How to Write Implementation Plans That AI Agents Can Execute Reliably

Mar 18, 2026

Problem

I handed an AI agent an implementation plan I’d written. The plan said things like:

1. Add input validation to the form
2. Create the API endpoint
3. Write tests

The agent ran with it. Ten minutes later, I had validation on the wrong fields, an API endpoint with incorrect authentication, and tests that passed but tested nothing useful.

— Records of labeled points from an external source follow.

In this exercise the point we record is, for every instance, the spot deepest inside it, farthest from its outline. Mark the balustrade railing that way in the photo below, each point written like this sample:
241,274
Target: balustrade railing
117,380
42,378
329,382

The problem wasn’t the agent’s intelligence - it was my plan. I’d written for a human reader who could fill in gaps with context and judgment. AI agents need something completely different.

The Core Insight

Here’s what I learned from the Superpowers writing-plans skill:

Write comprehensive implementation plans assuming the engineer
has ZERO CONTEXT for your codebase and QUESTIONABLE TASTE.

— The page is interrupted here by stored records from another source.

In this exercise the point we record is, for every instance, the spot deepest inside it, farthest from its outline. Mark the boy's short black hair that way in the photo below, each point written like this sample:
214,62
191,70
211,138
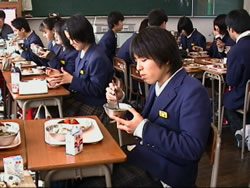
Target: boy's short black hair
20,23
158,44
239,20
157,16
185,24
113,18
80,29
2,14
220,22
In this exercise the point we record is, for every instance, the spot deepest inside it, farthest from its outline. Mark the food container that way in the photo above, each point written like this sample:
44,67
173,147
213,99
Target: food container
120,112
74,142
8,132
13,165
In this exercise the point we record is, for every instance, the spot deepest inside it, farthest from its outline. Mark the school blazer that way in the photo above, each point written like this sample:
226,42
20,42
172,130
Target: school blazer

This changes everything about how you write a plan. Every step must be explicit. Every file path must be exact. Every command must be verifiable.

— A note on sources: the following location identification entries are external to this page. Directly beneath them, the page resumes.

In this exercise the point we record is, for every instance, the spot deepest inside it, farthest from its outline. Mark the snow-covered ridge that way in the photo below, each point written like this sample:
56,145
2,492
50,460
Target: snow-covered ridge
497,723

What Makes a Plan Agent-Executable?

The skill defines a strict structure:

Each step is ONE ACTION (2-5 minutes):
- "Write the failing test"
- "Run it to make sure it fails"
- "Implement minimal code"

NOT: "Add validation to the form" (too vague, multiple actions)
NOT: "Implement the feature" (way too large)

This granularity forces you to think through the actual implementation sequence. You can’t hand-wave.

The Plan Document Structure

Every plan must start with this header:

# [Feature Name] Implementation Plan

> **For agentic workers:** REQUIRED SUB-SKILL: Use superpowers:subagent-driven-development

**Goal:** [One sentence describing what this builds]

**Architecture:** [2-3 sentences about approach]

**Tech Stack:** [Key technologies/libraries]

This header does more than document - it sets context for agents that may know nothing about your project.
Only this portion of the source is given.